Par l'intermédiaire de Clara Chappaz, l'État français a annoncé, mardi, avoir assigné la plateforme Kick en justice après la mort de Jean Pormanove. La ministre de l'Intelligence artificielle et du Numérique promet de mettre fin au « Far West » des plateformes de streaming.

Un peu plus d'une semaine après le drame qui a secoué l'internet français, la riposte s'organise. Irritée par Kick, la plateforme qui hébergeait les violences et même la mort en direct de Raphaël Graven alias Jean Pormanove, l'État a décidé d'assigner le service australien au civil, de lancer une enquête pénale pour plateforme illicite, outre la promesse de réformes profondes du gouvernement. La ministre Clara Chappaz a d'ailleurs réuni différentes autorités de contrôle mardi 26 août pour opérer une bascule dans la régulation des contenus extrêmes.
Avec Kick dans le viseur, l'État français contre-attaque sur tous les fronts
La ministre chargé du Numérique affichait sa détermination sans détour mardi soir. « Kick est mon combat et j'assigne la plateforme en justice », a-t-elle martelé, en ayant indiqué avoir convoqué le même jour tout l'arsenal régulateur français à Bercy, de l'ARCOM à la CNIL, en passant par divers services ministériels. La stratégie de la ministre ? Une assignation de Kick devant le tribunal judiciaire pour stopper net les contenus dangereux. C'est presque du jamais-vu dans le monde des nouvelles technologies.
Au pénal et en parallèle, le parquet de Paris a lancé une enquête contre Kick pour « fourniture en bande organisée de plateforme en ligne illicite ». Concrètement, la justice accuse Kick d'avoir sciemment hébergé et diffusé des contenus violents illégaux. Les sanctions encourues sont lourdes : jusqu'à dix ans de prison et un million d'euros d'amende. L'OFAC, unité spécialisée dans la cybercriminalité, a été chargée de mener l'enquête. Avec comme message lancé aux plateformes que tolérer la violence devient un crime.

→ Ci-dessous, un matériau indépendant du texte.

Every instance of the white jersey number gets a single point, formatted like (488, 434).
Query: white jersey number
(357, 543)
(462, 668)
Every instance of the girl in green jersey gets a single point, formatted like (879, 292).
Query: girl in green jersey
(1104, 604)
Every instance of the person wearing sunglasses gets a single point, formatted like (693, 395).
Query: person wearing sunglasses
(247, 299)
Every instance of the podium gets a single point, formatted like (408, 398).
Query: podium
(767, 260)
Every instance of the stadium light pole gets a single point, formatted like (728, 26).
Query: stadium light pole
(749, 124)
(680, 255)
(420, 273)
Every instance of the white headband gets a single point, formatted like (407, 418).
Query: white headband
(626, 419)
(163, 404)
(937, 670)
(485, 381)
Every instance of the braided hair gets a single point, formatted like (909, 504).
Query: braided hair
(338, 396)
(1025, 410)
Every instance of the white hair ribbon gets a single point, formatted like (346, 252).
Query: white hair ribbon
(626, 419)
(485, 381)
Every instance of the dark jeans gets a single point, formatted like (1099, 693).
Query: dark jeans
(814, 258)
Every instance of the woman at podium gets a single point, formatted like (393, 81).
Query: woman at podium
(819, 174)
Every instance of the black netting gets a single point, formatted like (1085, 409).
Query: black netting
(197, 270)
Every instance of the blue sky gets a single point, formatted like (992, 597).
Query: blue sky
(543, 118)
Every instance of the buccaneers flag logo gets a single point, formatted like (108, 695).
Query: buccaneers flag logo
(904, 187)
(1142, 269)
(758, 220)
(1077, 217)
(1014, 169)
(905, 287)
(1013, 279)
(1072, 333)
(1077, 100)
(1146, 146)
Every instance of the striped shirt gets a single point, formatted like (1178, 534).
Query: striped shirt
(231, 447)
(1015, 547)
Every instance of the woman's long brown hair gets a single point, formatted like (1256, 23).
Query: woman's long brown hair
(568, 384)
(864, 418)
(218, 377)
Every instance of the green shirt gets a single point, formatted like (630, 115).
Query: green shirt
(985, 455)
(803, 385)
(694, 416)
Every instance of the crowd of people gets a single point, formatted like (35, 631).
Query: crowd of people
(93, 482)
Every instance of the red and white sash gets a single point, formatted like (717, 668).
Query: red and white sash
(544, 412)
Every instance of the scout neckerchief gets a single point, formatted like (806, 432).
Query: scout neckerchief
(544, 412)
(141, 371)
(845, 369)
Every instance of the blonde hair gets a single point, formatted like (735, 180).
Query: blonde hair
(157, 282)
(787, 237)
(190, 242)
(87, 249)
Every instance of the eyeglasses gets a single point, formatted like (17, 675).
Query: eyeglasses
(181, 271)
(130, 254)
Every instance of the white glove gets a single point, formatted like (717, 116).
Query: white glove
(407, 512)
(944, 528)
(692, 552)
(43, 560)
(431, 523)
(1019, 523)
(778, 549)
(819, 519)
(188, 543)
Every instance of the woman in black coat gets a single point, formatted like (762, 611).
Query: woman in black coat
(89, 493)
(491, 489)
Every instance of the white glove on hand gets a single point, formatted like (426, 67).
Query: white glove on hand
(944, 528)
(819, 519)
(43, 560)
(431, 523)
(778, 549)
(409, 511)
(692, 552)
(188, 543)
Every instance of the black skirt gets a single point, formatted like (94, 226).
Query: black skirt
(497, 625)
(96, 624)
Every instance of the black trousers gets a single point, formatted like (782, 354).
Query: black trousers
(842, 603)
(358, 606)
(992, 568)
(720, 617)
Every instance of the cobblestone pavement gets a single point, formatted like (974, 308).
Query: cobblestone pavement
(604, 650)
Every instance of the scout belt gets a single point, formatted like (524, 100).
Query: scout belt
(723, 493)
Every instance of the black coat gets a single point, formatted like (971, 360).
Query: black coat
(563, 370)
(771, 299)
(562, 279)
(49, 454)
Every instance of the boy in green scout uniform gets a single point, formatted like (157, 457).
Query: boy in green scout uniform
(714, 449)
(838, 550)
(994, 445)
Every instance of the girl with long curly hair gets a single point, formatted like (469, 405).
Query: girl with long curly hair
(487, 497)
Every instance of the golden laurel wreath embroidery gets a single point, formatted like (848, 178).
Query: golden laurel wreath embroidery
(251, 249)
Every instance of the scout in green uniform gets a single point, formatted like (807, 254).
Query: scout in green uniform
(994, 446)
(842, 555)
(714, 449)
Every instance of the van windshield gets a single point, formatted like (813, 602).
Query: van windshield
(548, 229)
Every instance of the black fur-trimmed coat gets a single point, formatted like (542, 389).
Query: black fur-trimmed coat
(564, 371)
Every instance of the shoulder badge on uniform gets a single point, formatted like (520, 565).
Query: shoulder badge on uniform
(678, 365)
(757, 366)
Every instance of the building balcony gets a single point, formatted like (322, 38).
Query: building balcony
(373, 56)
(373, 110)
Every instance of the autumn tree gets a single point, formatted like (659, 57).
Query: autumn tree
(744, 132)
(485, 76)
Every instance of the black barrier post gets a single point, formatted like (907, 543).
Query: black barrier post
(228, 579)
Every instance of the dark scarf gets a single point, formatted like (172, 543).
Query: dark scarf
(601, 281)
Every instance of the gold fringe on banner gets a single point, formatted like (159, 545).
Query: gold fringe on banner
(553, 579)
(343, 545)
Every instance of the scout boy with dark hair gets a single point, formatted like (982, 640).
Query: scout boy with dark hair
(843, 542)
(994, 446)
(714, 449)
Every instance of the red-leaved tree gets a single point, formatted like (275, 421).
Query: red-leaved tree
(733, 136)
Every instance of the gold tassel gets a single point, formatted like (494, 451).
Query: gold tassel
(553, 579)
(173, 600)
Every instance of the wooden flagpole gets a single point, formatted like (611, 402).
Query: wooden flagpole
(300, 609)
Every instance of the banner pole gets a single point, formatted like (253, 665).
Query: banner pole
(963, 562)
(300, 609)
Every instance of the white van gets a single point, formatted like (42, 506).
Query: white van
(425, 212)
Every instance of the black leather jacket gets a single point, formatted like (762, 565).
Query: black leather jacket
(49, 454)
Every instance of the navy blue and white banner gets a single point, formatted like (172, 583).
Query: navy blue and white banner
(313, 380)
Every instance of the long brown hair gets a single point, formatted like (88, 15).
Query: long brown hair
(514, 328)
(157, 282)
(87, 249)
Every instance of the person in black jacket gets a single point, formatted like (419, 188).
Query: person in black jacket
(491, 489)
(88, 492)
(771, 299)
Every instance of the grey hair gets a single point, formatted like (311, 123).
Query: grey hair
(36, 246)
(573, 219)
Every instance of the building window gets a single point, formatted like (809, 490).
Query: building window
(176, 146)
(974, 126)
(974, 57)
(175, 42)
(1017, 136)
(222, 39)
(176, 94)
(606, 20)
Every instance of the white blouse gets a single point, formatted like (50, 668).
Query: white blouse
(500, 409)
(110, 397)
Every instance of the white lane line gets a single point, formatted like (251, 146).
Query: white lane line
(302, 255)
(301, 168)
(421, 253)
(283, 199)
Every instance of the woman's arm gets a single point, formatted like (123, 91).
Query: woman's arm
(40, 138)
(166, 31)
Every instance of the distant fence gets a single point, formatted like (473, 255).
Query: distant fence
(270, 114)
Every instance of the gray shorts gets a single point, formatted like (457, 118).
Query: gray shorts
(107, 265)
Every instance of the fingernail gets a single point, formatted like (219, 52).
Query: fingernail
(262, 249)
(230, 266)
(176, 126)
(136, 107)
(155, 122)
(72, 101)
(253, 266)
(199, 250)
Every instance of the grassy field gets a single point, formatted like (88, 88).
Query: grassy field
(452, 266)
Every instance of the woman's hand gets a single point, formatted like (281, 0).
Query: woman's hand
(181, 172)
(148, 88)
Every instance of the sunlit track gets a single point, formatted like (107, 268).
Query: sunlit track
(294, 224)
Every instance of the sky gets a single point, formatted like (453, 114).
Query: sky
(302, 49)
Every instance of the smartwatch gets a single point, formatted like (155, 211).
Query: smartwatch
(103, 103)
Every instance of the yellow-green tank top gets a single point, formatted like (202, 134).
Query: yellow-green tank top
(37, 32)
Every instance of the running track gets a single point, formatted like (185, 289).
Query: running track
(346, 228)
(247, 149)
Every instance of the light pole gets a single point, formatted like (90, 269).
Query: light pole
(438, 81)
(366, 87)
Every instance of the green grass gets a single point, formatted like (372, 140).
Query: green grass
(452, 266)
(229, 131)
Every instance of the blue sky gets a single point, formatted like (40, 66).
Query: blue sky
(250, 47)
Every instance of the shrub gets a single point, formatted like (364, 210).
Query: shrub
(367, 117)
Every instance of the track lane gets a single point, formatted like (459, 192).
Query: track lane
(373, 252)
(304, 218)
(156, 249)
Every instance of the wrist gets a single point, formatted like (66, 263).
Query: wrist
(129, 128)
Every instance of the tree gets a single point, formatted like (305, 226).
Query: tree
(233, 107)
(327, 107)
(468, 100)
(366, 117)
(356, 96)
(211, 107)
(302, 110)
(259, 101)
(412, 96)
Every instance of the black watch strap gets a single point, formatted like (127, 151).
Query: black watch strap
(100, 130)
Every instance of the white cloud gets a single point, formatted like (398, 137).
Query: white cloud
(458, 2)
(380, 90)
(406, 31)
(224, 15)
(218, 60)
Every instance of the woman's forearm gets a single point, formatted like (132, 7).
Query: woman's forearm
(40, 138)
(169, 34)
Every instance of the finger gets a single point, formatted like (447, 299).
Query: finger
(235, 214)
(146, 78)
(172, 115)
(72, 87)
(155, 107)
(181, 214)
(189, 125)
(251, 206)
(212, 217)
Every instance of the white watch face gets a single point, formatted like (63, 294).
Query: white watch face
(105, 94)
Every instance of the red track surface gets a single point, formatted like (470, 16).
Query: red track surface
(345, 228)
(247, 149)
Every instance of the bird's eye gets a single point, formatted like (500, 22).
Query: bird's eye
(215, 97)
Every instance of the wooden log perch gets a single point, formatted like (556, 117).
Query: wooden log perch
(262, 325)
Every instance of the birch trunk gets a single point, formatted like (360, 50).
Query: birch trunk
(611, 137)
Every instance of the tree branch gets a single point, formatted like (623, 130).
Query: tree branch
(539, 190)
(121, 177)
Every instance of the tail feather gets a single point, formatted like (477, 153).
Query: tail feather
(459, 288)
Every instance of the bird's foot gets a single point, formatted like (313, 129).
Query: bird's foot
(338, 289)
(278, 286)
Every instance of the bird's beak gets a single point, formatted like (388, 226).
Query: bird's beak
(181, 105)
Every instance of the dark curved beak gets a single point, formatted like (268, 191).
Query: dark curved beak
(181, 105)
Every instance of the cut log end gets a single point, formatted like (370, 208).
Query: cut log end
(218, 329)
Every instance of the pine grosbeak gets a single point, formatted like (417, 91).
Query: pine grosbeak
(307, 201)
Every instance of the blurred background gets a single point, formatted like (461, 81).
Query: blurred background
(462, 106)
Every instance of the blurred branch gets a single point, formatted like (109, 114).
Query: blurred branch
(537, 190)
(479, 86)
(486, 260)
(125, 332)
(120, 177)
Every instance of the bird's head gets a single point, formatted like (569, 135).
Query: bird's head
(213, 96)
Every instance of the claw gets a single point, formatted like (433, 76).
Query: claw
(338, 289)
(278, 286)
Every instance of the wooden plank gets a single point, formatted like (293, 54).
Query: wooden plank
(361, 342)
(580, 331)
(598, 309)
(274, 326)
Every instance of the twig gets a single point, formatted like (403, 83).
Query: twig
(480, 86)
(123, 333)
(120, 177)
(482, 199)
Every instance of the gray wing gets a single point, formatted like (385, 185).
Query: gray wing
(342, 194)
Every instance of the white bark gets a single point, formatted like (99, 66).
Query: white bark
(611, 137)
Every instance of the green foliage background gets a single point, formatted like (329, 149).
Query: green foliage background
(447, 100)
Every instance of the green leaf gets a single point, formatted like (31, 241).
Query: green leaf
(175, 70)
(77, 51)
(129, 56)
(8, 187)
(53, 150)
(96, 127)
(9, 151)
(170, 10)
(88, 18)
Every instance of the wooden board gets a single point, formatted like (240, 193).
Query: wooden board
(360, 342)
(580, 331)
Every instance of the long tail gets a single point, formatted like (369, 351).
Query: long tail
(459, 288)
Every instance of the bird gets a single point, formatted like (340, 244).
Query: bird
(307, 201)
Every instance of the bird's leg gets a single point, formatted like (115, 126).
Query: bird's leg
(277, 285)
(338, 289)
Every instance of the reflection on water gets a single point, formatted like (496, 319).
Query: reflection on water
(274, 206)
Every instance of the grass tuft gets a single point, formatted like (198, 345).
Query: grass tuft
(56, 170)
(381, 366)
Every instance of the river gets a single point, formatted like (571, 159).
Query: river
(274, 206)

Cette offensive judiciaire s'appuie sur une loi récente du 13 juin 2025, qui a renforcé les sanctions pénales contre les plateformes violant le Digital Services Act (DSA), le règlement européen sur les services numériques. Avant cette loi, violer le DSA entraînait surtout des amendes administratives. Maintenant, c'est un délit pénal. Et Kick devient le premier cas d'application majeur de cette nouvelle législation. Les autorités veulent manifestement créer un précédent dissuasif pour tout le secteur du streaming. Et à juste titre !
Le gouvernement veut mettre fin à la monétisation de la violence
Clara Chappaz pense au futur et ne compte pas s'arrêter là. Mission d'inspection pour débusquer les failles, relance de l'Observatoire de la haine en ligne par l'ARCOM, et future « réserve citoyenne du numérique » prévue par la loi SREN… C'est tout un dispositif de surveillance participative qui se dessine. Les citoyens seront de vraies « vigies numériques », selon les mots de la ministre elle-même.
L'épineuse question du business model est aussi dans le collimateur. Comment peut-on monétiser l'humiliation d'un homme jusqu'à sa mort ? Depuis juillet, les députés Arthur Delaporte et Stéphane Vojetta planchent sur l'encadrement de l'économie des créateurs. Car derrière le drame individuel se cache un système économique où les clics et les dons par milliers récompensent l'escalade dans l'horreur.
« Remettre de l'ordre dans le Far West numérique », voilà l'ambition affichée par Clara Chappaz. Cette mobilisation gouvernementale inédite – ARCOM, CNIL, Justice, Intérieur, Culture réunis – sonne comme un ultimatum. Les plateformes qui pensaient pouvoir jouer avec les limites de la dignité humaine au nom du divertissement découvrent que l'État français a décidé de reprendre la main. Il était temps.